Apache PDFBox is quite easy to use if you’re doing basic text extraction, let’s look at the example:-

  1. Let’s first import the pdfbox dependency to the pom.xml
    <dependency>
        <groupId>org.apache.pdfbox</groupId>
        <artifactId>pdfbox</artifactId>
        <version>2.0.27</version>
    </dependency>
    
    or build.gradle
    implementation group: 'org.apache.pdfbox', name: 'pdfbox', version: '2.0.27'
    
  2. Let’s look at the simple example of using Apache PDFBox to read text from a PDF file:-
    import org.apache.pdfbox.pdmodel.PDDocument;
    import org.apache.pdfbox.text.PDFTextStripper;
    import java.io.File;
    import java.io.IOException;
    
    public class PdfDocumentReader {
    
      public void readPdfFile(File file) throws IOException {
        try(PDDocument document = PDDocument.load(file)) {
            if (!document.isEncrypted()) {
                PDFTextStripper textStripper = new PDFTextStripper();
                String text = textStripper.getText(document);
                System.out.println("Text:" + text);
            }
        }
      }
    }
    

In this example, we initialized the instance of PDDocument in the try block to auto-close the resources after reading the PDF file.

Please refer to apache pdfbox examples for more examples

iText 5

iText has open-source libraries to read and write complex PDF files. iText library provides low-level support to read a PDF file but is a bit complex to understand and work with.

Please note that iText 5 is EOL and transitioned to maintenance mode, meaning it only receives security-related releases and fixes to allow users who have developed their solutions using iText 5 to safely continue using it. No new features will be added. For new implementations, iText 7 is recommended.

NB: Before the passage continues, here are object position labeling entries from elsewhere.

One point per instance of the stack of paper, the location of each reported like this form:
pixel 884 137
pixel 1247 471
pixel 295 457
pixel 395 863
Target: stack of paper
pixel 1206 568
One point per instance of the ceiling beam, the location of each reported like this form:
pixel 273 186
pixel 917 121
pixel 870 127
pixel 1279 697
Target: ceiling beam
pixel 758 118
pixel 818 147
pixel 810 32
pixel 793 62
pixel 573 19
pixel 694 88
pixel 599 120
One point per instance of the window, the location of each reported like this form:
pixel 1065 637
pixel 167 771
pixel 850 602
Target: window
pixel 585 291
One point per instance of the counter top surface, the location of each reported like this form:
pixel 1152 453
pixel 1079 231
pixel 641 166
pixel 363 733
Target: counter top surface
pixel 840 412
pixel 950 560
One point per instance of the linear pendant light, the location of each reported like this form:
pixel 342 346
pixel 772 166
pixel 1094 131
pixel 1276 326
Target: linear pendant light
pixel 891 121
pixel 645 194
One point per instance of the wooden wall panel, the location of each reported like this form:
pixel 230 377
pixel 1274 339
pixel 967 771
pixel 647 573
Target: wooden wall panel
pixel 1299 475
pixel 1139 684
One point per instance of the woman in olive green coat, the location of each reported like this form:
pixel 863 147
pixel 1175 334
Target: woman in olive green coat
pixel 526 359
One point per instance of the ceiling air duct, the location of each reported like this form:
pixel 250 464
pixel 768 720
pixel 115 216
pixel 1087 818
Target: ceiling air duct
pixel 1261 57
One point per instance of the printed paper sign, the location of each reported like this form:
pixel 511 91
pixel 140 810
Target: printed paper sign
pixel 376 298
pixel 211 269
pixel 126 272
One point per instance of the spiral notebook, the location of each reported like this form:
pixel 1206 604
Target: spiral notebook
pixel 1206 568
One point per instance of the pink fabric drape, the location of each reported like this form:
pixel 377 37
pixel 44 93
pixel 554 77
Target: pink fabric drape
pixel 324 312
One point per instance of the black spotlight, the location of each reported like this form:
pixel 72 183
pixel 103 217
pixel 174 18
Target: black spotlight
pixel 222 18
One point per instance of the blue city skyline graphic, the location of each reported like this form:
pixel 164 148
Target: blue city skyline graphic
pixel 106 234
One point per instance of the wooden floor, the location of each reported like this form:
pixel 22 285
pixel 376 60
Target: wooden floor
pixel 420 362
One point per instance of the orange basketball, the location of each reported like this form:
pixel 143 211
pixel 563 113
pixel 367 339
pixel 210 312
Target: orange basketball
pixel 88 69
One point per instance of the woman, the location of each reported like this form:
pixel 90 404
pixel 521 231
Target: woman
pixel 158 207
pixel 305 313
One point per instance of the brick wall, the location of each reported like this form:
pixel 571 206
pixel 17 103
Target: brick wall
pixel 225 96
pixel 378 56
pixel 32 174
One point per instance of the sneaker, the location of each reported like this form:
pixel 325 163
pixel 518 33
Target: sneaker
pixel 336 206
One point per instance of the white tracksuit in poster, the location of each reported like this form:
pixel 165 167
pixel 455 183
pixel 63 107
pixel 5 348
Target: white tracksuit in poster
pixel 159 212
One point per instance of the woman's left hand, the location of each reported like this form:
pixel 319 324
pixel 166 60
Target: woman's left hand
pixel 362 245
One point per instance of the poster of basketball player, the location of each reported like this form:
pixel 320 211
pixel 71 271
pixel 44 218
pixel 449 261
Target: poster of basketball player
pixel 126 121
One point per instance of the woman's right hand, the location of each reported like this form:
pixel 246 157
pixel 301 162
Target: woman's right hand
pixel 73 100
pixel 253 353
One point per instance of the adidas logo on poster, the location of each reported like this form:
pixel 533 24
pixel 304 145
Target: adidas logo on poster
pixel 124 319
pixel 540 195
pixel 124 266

Let’s explore how to read PDF using iText 5:-

  1. Let’s first import the itextpdf dependency to the pom.xml
    <dependency>
        <groupId>com.itextpdf</groupId>
        <artifactId>itextpdf</artifactId>
        <version>5.5.13.3</version>
    </dependency>
    
    or build.gradle
    implementation group: 'com.itextpdf', name: 'itextpdf', version: '5.5.13.3'
    
  2. Let’s look at the simple example of using iText to read text from a PDF file:-
    import com.itextpdf.text.pdf.PdfReader;
    import com.itextpdf.text.pdf.parser.PdfTextExtractor;
    import java.io.IOException;
    
    public class PdfDocumentReader {
    
      public void readPdfFile(String fileName) throws IOException {
        PdfReader pdfReader = new PdfReader(fileName);
        int pages = pdfReader.getNumberOfPages();
        StringBuilder text = new StringBuilder();
        for (int i = 1; i <= pages; i++) {
            text.append(PdfTextExtractor.getTextFromPage(pdfReader, i));
        }
        System.out.println("Text:" + text);
      }
    }
    

In this example, we initialized the instance of PdfReader to load a PDF file and then looped through the pages to extract the content from each page.

iText 7

iText 7 is recommended iText library to read a PDF file. Let’s explore that:-

  1. Let’s first import the itext7-core dependency to the pom.xml
    <dependency>
      <groupId>com.itextpdf</groupId>
      <artifactId>itext7-core</artifactId>
      <version>7.2.5</version>
      <type>pom</type>
    </dependency>
    
    or build.gradle
    implementation group: 'com.itextpdf', name: 'itext7-core', version: '7.2.5', ext: 'pom'
    
  2. and write a code using iText to read text from a PDF file:-
    import com.itextpdf.kernel.pdf.PdfDocument;
    import com.itextpdf.kernel.pdf.PdfPage;
    import com.itextpdf.kernel.pdf.PdfReader;
    import com.itextpdf.kernel.pdf.canvas.parser.PdfTextExtractor;
    import java.io.File;
    import java.io.IOException;
    
    public class PdfDocumentReader {
    
      public void readPdfFileFromPdfBox7(File file) throws IOException {
        StringBuilder text = new StringBuilder();
        try(PdfDocument document = new PdfDocument(new PdfReader(file))){
            for (int i = 1; i <= document.getNumberOfPages(); ++i) {
                PdfPage page = document.getPage(i);
                text.append(PdfTextExtractor.getTextFromPage(page));
            }
        }
        System.out.println("Text:" + text);
      }
    }
    

In this example, we initialized the instance of PdfDocument in the try block to auto-close the resources after reading the PDF file.